Le Centre Pompidou présente l’exposition « Particules de nuit » consacrée au travail envoûtant du cinéaste-plasticien Apichatpong Weerasethakul.
Cinéaste contemporain majeur, Apichatpong Weerasethakul, né en 1970 à Bangkok, est reconnu pour son univers méditatif et onirique où les frontières entre rêve, mémoires et futur, peuplés de chimères et de fantômes, se confondent. Ses films, parmi lesquels Uncle Boonmee, Who Can Recall His Past Lives (2010) et Memoria (2021) couronnés respectivement par une Palme d’Or et un Prix du Jury au Festival de Cannes, l’ont consacré comme l’un des grands stylistes du cinéma indépendant thaïlandais.
Apichatpong Weerasethakul est aussi plasticien. Son travail, exposé au Musée d’Art Moderne de Paris en 2010 et récemment à l’IAC de Lyon en 2021, est un laboratoire de films expérimentaux. Il y tisse des récits non linéaires et fragmentés, imprégnés de références à la culture populaire, au cinéma et aux contes traditionnels, à partir desquels il façonne des réalités abstraites, souvent hypnotiques.
Pour sa rétrospective au Centre Pompidou, l’artiste investit l’Atelier Brancusi, habituellement baigné de lumière naturelle, qu’il transforme en un lieu de pénombre propice au rêve et à l’hypnagogie – cet état entre veille et sommeil.

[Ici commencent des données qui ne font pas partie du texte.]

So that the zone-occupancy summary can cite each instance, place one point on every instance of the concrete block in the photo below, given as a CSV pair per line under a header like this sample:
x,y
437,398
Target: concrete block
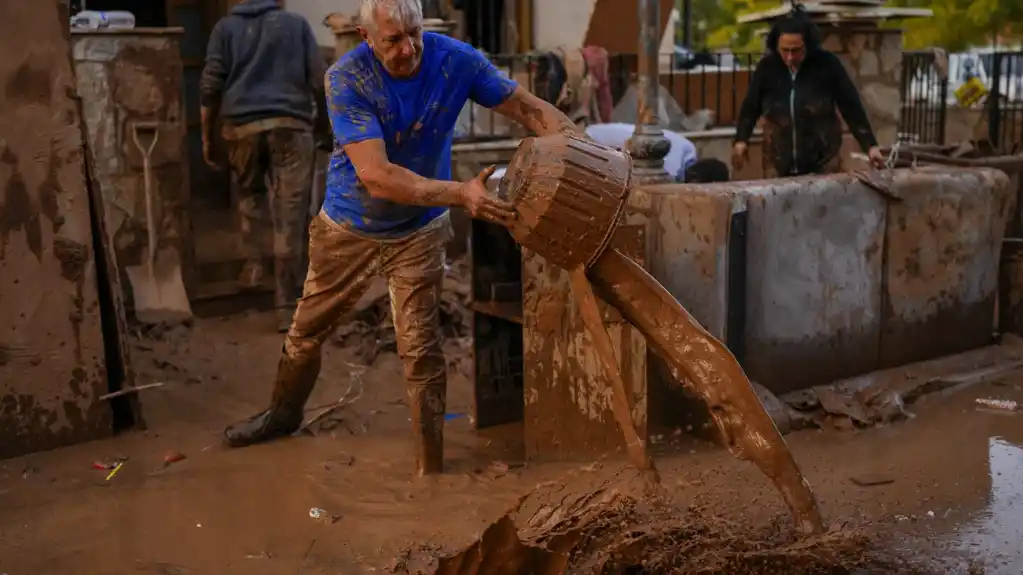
x,y
943,242
813,280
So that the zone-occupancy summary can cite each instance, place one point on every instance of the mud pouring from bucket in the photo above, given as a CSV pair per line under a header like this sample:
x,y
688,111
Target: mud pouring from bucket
x,y
570,194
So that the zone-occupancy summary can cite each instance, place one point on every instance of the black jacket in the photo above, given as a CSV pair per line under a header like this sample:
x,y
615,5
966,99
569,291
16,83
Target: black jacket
x,y
803,107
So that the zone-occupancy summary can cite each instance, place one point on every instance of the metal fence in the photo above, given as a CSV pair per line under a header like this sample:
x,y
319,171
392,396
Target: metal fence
x,y
1005,100
706,91
925,97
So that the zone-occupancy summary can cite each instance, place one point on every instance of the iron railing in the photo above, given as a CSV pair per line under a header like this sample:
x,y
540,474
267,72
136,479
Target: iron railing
x,y
707,88
925,98
1005,100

Dans cette obscurité, comme une entrée dans la nuit, Apichatpong Weerasethakul sculpte la lumière et réinvente l’espace, en jouant sur la circulation et les réverbérations des images projetées, créant une interaction avec les corps des visiteurs dont les ombres se mêlent aux œuvres.
Pensée comme une œuvre à part entière, l’exposition Particules de nuit se déploie tel un labyrinthe sensoriel dans lequel une vingtaine de dispositifs cinématographiques invitent à explorer différents états de conscience, entre souvenir et rêve. Le parcours du visiteur est une incursion lente dans des paysages mentaux où la frontière entre le réel et l’imaginaire se fait poreuse.
L’exposition commence par Haiku (2009), une projection sur grand écran d’une image saturée de rouge vif qui envahit l’espace et diffuse une impression de surnaturel. De jeunes hommes de la ville de Nabua dorment et rêvent dans la « zone rouge », région de Thaïlande théâtre de violences politiques dans les années 1980. L’œuvre est extraite du projet Primitive (2009) conçu comme une boîte de mémoires – culturelles, personnelles ou refoulées – d’un groupe d’adolescents qui envisagent, notamment, de construire un vaisseau spatial pour fabriquer de nouveaux souvenirs.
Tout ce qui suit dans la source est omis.